Mein Herz schlägt zwar immer noch schneller als es eigentlich sollte, doch Shawn's Worte haben mich tatsächlich ein wenig beruhigt. Ich glaube ihm, er würde mich niemals anlügen.

Also bewegt er seinen Finger auf die Klingel zu und schaut mich erneut an, als wollte er fragen, ob ich bereit bin. Darauf nicke ich und er betätigt den Knopf. Es dauert nicht lange, da ist schon ein Schatten, der uns immer näherkommt, zu sehen.

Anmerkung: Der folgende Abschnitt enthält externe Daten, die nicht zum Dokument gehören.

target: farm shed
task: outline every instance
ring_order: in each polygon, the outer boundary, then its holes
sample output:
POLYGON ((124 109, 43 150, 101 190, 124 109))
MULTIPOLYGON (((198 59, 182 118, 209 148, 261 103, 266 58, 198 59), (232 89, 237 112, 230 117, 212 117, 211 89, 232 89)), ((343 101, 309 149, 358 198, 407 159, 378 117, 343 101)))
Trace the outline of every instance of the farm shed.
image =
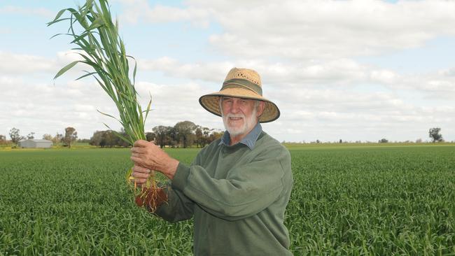
POLYGON ((21 148, 48 148, 52 147, 52 141, 41 139, 28 139, 19 141, 18 145, 21 148))

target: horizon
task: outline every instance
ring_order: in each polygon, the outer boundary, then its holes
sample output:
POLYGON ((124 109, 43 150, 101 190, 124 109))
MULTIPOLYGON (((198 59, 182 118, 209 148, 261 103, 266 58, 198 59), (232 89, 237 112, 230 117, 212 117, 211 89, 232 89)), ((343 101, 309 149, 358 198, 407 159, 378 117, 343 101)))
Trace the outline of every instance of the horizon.
MULTIPOLYGON (((83 1, 80 2, 83 3, 83 1)), ((190 120, 224 131, 200 96, 229 70, 253 69, 281 116, 262 124, 279 141, 416 141, 440 127, 455 141, 455 1, 113 0, 127 53, 137 61, 146 131, 190 120), (286 17, 286 18, 284 18, 286 17)), ((63 23, 74 1, 0 3, 0 135, 41 138, 73 127, 90 138, 120 125, 118 111, 80 66, 63 23)))

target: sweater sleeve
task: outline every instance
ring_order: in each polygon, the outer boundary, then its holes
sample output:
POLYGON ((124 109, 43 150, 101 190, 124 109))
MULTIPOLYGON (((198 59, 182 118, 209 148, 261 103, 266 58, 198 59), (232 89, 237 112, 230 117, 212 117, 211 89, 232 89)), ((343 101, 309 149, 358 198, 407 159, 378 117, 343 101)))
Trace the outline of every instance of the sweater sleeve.
POLYGON ((240 220, 265 209, 281 195, 284 161, 290 161, 287 150, 272 150, 232 168, 225 179, 211 178, 200 165, 188 167, 181 163, 172 184, 211 214, 240 220))

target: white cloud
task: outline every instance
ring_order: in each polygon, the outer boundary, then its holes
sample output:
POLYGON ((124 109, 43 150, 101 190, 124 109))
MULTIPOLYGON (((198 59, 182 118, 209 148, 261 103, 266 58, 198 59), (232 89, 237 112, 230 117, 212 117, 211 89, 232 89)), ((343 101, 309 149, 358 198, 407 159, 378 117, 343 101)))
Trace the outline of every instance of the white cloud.
POLYGON ((455 2, 450 1, 196 0, 183 8, 122 1, 127 10, 122 17, 130 21, 217 22, 223 32, 210 36, 214 48, 243 57, 377 55, 455 34, 455 2))
POLYGON ((24 8, 15 6, 0 6, 0 14, 16 14, 24 15, 38 15, 45 17, 55 15, 53 12, 44 8, 24 8))

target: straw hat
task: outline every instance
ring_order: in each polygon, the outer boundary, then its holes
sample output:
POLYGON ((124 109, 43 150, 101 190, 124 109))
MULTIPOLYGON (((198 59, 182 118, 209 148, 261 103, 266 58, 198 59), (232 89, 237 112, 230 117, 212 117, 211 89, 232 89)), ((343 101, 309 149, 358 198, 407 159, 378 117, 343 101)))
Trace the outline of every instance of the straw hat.
POLYGON ((220 97, 258 99, 265 103, 264 112, 259 118, 260 122, 274 121, 279 118, 279 109, 274 103, 262 97, 260 77, 253 69, 231 69, 225 79, 219 92, 202 95, 199 103, 209 112, 221 116, 220 97))

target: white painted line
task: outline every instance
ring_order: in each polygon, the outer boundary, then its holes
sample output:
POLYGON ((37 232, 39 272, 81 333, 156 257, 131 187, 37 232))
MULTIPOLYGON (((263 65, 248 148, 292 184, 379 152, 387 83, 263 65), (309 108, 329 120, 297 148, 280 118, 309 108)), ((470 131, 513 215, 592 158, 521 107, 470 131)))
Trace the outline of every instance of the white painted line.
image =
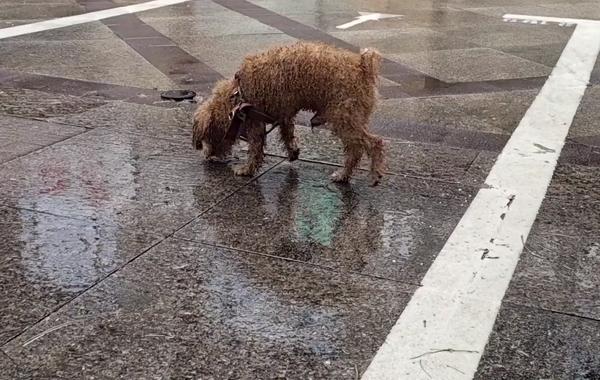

Als die Gestalt die Tür öffnet, erkenne ich eine Frau mittleren Alters. Ihre Haarfarbe ist etwas zwischen Braun und Blond, und im Vergleich zu Shawn ist sie ziemlich klein - aber ganz ehrlich, das ist doch fast jeder. Jedenfalls müsste das die Mutter des Sängers sein, wenn ich mich recht erinnere.

„Shawn!", ruft diese aus, sobald sie ihren Sohn erblickt, und umarmt ihn stürmisch. Anscheinend hat sie ihn ziemlich vermisst. Das ist aber auch verständlich, immerhin hat sie ihn Monate nicht mehr gesehen. Und wenn ich dann daran denke, wie ich reagiert habe, als ich ihn nach nicht einmal drei Wochen wieder gesehen habe...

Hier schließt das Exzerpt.